Some days ago, one of my colleagues told me that "if you want to delete duplicates on your search, using a
stats count by yourfield is more efficient than using
dedup yourfield because it has better performance since
stats doesn't have to compare ALL the elements of the search while
dedup does", but he didn't give me to me any demonstration about it.
Is that true?
I've been digging for days on the internet, but I can't find an official answer, just some good argumented approaches:
Somebody even says here that
stats dc(yourfield) it's even faster than a simple
For me it makes completely sense, because it's easier to count (or distinct count) just elements by one unique field than check if that same element exists within ALL the data sets.
So, what do you guys think? Is there any REAL performance improvement in using
stats over using
dedup? Is there any official answer about this question?
I'm just looking for improve my queries the best as I can.
Thank you all!!
I've heard this discussion before, and just had a user run a search that is a prime candidate for this so I did some comparing.
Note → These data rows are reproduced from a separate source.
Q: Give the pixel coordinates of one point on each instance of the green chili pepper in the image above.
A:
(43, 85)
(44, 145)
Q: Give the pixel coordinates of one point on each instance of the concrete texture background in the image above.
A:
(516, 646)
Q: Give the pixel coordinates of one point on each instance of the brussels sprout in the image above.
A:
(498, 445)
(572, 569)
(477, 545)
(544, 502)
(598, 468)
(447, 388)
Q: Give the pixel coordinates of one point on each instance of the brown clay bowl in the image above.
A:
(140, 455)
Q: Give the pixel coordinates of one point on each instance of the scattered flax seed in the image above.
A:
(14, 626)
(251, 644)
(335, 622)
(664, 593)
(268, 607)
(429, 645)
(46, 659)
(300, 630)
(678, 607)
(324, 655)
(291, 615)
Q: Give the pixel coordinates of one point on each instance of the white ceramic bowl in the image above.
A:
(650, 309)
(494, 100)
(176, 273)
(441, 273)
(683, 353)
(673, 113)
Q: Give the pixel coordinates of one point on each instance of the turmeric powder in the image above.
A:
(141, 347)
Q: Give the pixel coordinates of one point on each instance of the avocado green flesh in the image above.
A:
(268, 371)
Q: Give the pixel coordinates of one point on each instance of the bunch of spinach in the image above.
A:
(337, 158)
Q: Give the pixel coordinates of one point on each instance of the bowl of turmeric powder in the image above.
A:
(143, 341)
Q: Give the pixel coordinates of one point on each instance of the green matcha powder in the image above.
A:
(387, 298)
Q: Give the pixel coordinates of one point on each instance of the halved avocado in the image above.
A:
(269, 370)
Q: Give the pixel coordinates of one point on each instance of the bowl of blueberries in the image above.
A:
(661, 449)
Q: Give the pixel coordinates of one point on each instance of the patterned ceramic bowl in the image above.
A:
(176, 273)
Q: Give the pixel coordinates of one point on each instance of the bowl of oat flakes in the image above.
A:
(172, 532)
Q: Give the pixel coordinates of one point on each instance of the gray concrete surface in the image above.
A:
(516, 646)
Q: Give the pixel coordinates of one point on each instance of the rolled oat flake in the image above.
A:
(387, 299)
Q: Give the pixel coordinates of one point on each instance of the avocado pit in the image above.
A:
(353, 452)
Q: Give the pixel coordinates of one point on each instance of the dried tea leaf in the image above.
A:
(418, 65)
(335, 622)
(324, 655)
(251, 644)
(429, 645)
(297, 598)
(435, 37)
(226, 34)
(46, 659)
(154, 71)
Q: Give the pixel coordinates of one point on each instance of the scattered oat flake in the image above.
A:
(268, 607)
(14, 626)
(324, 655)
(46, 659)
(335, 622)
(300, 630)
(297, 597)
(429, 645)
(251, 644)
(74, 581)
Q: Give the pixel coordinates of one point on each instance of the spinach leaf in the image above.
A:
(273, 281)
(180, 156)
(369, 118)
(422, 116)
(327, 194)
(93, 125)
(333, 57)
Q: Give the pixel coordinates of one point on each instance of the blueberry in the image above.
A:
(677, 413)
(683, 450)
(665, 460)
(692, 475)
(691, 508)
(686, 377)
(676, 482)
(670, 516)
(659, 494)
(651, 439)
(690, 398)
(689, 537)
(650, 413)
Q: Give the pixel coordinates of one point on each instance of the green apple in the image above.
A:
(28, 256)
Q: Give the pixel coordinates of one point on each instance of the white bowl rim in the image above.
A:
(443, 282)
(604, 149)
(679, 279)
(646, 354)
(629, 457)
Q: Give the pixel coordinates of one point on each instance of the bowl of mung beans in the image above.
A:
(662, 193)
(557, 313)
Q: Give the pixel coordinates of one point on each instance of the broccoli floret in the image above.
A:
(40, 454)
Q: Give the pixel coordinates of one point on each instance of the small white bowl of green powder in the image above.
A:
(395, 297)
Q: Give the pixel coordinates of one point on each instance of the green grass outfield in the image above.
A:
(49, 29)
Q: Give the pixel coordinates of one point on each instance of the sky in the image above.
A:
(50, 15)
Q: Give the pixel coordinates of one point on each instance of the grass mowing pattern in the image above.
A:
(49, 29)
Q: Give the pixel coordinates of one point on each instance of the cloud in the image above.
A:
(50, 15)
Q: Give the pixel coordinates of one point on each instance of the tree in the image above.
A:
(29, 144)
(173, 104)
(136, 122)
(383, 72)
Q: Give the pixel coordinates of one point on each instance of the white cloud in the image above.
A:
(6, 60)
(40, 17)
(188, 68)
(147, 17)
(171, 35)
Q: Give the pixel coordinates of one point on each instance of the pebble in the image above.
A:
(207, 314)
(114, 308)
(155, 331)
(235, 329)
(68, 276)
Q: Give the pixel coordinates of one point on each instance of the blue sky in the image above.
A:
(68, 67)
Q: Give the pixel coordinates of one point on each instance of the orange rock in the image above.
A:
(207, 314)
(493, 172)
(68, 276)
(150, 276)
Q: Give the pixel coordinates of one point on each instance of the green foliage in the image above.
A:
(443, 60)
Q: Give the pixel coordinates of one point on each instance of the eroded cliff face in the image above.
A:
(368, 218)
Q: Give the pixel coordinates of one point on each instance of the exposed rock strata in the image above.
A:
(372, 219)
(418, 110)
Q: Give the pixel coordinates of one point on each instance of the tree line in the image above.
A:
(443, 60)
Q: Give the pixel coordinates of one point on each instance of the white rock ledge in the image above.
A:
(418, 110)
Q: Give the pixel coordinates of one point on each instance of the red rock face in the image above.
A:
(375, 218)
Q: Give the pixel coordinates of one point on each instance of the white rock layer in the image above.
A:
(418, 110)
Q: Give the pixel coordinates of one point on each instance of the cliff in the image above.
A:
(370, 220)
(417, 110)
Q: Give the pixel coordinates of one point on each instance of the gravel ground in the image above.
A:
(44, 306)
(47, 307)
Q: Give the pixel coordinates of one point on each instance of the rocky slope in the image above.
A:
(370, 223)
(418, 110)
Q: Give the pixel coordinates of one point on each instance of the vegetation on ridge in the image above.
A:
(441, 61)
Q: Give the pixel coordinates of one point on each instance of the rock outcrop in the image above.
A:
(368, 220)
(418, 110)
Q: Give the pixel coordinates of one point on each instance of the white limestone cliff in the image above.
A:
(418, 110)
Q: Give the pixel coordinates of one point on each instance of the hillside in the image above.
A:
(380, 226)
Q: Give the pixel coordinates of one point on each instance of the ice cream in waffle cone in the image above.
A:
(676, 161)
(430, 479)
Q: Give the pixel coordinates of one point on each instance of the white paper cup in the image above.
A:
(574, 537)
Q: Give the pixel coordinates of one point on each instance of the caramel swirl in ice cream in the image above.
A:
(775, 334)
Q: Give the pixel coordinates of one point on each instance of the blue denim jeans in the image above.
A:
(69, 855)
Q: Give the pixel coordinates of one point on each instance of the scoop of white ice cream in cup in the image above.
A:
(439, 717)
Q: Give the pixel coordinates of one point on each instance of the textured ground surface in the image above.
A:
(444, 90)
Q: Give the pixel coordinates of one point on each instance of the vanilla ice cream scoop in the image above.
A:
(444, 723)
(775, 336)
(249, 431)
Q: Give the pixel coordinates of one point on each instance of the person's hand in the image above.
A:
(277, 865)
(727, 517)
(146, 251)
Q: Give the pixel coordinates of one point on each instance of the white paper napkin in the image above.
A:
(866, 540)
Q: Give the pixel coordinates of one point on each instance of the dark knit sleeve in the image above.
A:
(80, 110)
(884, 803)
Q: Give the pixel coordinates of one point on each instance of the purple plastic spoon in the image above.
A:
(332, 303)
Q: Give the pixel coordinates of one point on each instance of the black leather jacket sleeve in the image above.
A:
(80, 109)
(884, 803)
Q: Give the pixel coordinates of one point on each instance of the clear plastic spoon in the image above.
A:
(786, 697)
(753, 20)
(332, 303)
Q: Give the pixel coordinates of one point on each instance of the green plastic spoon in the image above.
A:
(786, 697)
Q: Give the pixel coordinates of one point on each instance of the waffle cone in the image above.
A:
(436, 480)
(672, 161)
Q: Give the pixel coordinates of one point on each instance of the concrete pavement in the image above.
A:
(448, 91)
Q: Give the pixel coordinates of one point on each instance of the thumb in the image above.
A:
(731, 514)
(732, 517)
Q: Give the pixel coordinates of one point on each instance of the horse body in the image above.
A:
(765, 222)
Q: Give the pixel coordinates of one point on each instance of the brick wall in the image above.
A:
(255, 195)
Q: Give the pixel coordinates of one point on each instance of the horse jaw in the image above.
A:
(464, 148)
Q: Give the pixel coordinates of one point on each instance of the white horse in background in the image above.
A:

This 24-hour search covered about 10-15Tb of raw data and returned 62,023 pairs
The base search was something like this:
index IN (index1,index2,index3) event=specific_type_auth_event username IN (user1,user2,username*)
This was piped into 3 different options and based on the overall runtime, I'll keep using stats for my deduping.
Stats took 67 seconds to run:
| stats count by clientip,username | table clientip,username
dedup took 113 seconds
| dedup client_ip, username | table client_ip, username
Dedup without the raw field took 97 seconds
| fields + username,client_ip | fields - _raw | dedup client_ip, username | table client_ip, username
I also used other variations like fields - _* to pull out all internal fields, but it didn't have noticeable effect for stats or dedup.
Assuming you want a list of all values of a field in an index, both these searches would give you that:
index=a | stats count by field | fields - count index=a | dedup field | table field
Fundamentally, both searches have to do the same work:
Assuming both commands are built well, there will not be a huge difference in performance. You can verify this by looking at the big numbers to the right of dispatch.stream.remote.indexernamehere in the job inspector, both should show similar and small amounts of data returned to the search head. When looking at run time, make sure you do several executions to get a good average and iron out other activities on the system.
There can be subtle differences.
- dedup should not allow batch mode searches, but instead requires event ordering and may therefore not allow parallel search pipelines, didn't verify this
- less smart use of dedup may cause more data to be carried around, e.g. the _raw event
- large stats results will cause an on-disk mergesort, slowing the search head phase of the search down significantly
@martin_mueller and I have argued about this several times. He seems to have it straight in his mind but for some reason when he has tried to convince me, I just don't see it. Testing with searches has been very inconclusive when judging strictly by run-time (no clear winner). Probably testing for your use-case and events is the best option because it doesn't take very long to try all 3 and check the
According to this page, that is simply not true.
Here's an explanation from that page:
Other commands require all of the events from all of the indexers before
the command can finish. These are referred to as non-streaming commands. Examples of non-streaming commands are stats, sort, dedup, top, and append.
Non-streaming commands can run only when all of the data is available. To process non-streaming commands, all of the search results from the indexers
are sent to the search head. When this happens, all further processing must be performed by the search head, rather than in parallel on the indexers.